A Estrada Atlântica não é uma estrada, é uma sequência de humores. Tanto oferece um corredor de pinheiros a mastigar a luz, como abre o horizonte com aquela brutalidade mansa da costa oeste.
Começa sempre assim, meio por acaso. Damos por nós a atravessar a Mata do Urso, com aquele cheiro a resina e sal que parece ter aprendido a coexistir ali, quase como vizinhos que já não se estranham.
Há qualquer coisa naquele silêncio ondulado da mata, uma espécie de aviso suave. Daqui para a frente, vai conduzir ao ritmo do mar, quer queira, quer não.
O barulho do mar chega às vezes atrasado, como se tivesse sido chamado à pressa. Pés ao caminho, ou nos pedaisa, que o percurso é longo.
Estrada Atlântica: a pedalar ou a caminhar
Entre a Mata do Urso e a Praia do Pedrógão, o percurso é quase meditativo. A estrada enrola-se, desenrola-se e percebe-se que se está a atravessar uma das ecopistas mais singulares do país.
Há quem a faça de bicicleta, há quem prefira caminhar. E há quem a percorra devagar, só para ir colhendo pedaços de paisagem como quem junta conchas num saco de papel. E funciona. Parece simples, e é mesmo isso.
Depois do Pedrógão, a estrada muda de humor outra vez. Entra-se na zona das dunas e sente-se aquele vento que quase fala. A areia insiste em atravessar o alcatrão, teimosa, e é aí que se percebe o porquê de tanta gente descrever este troço como “selvagem”.
É selvagem, sim, mas é um selvagem cortês. Não esmaga. Não expulsa. Apenas lembra que estamos a atravessar um lugar onde a natureza fala mais alto que qualquer motor.

São Pedro de Moel
Chegar a São Pedro de Moel é como entrar numa fotografia antiga onde tudo foi arrumado com gosto, mas sem exageros.
A luz ali faz truques estranhos, especialmente ao final da tarde, quando o mar parece engolir o sol com uma paciência quase ritual. Se tiver sorte, apanhs os pescadores na lota ou os cães a correr no paredão, cada um no seu mundo, mas alinhados com o resto.
Segue-se a Marinha Grande, mas quase como nota de rodapé. Porque a estrada, teimosamente fiel ao litoral, não se quer afastar muito do mar.
E percebe-se porquê quando a vista se alarga novamente a caminho da Lagoa de Pataias, um espelho de água que muda de cor de forma quase irritante. Ora cinzento, ora verde, ora azul deslavado, consoante o humor do céu.
E depois há aquele momento em que percebes que estamos próximos da Nazaré. Nem é preciso o GPS. Sente-se o corte abrupto do relevo, as arribas quase em pose dramática, e às vezes até o eco distante de alguém a explicar a um turista que sim, é aqui que as ondas gigantes acontecem.
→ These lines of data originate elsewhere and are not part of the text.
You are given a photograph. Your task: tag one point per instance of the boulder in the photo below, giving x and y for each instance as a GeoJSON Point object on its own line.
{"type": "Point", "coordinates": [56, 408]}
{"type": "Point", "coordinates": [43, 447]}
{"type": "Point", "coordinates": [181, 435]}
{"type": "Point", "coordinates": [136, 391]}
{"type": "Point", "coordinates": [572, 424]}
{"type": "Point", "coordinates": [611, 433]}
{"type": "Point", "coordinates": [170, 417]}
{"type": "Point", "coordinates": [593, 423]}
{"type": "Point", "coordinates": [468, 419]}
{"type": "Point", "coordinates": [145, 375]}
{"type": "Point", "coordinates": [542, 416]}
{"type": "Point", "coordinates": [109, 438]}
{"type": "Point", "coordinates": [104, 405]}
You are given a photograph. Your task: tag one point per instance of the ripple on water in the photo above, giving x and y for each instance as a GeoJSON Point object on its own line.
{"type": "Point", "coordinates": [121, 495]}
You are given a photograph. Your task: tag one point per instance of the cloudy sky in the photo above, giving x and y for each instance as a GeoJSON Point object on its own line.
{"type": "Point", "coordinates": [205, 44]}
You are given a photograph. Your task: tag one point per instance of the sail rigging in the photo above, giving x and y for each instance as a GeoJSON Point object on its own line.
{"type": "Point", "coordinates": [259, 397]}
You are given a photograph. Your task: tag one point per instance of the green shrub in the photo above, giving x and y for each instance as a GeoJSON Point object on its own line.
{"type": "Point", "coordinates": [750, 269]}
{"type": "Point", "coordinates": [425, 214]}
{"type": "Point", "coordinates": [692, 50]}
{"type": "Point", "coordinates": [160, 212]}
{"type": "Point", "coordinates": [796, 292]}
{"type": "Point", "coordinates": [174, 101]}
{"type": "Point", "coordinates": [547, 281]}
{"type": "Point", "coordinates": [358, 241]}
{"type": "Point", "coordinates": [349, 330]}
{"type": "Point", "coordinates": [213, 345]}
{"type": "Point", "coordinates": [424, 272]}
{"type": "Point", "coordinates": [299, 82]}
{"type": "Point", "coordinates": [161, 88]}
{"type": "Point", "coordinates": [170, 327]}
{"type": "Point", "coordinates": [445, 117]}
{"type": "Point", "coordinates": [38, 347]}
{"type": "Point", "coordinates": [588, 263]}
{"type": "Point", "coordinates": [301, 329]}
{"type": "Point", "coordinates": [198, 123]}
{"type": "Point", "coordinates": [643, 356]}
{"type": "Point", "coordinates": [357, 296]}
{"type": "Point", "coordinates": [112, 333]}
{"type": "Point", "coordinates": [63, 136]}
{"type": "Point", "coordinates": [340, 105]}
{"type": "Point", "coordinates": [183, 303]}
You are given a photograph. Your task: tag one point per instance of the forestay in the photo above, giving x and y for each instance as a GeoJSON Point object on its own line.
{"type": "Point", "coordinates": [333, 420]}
A Estrada Atlântica usa Nazaré como se fosse uma vírgula. Não é o destino final, mas é uma pausa obrigatória, um parêntesis cheio de histórias.
Estrada Atlântica: o final na Foz do Arelho

A partir daí, a estrada leva-nos pela costa com a calma de quem sabe que se está a aproximar de algo especial.
A Lagoa de Óbidos aparece primeiro como um rumor, um brilho tímido entre as árvores, até finalmente se assumir como a lagoa longa, mansa, cheia de miúdos a fazerem paddle e adultos a tentar manter o equilíbrio, quase sempre sem sucesso (faz parte).
E então, como recompensa final, surge a Foz do Arelho. Aquele sítio onde a lagoa se encontra com o mar como quem tenta contar uma história em duas línguas ao mesmo tempo.
Depois do lado sereno, do azul tranquilo da lagoa, surge, logo ali ao lado, o mar a bater com intensidade suficiente para lembrarmos que somos frágeis. É bonito. Mesmo quando não quer ser.
A Estrada Atlântica, vista de cima, parece uma linha traçada à mão por alguém apaixonado por esta costa. Vista ao nível do chão, é uma viagem que obriga a abrandar, a observar, a admitir que não controlamos tudo.
Há vento, há sal, há curvas, há troços em que o pinhal quer engolir a estrada. Mas há também um dos percursos mais autênticos e menos artificiais do centro do país. E, sinceramente, vale cada metro.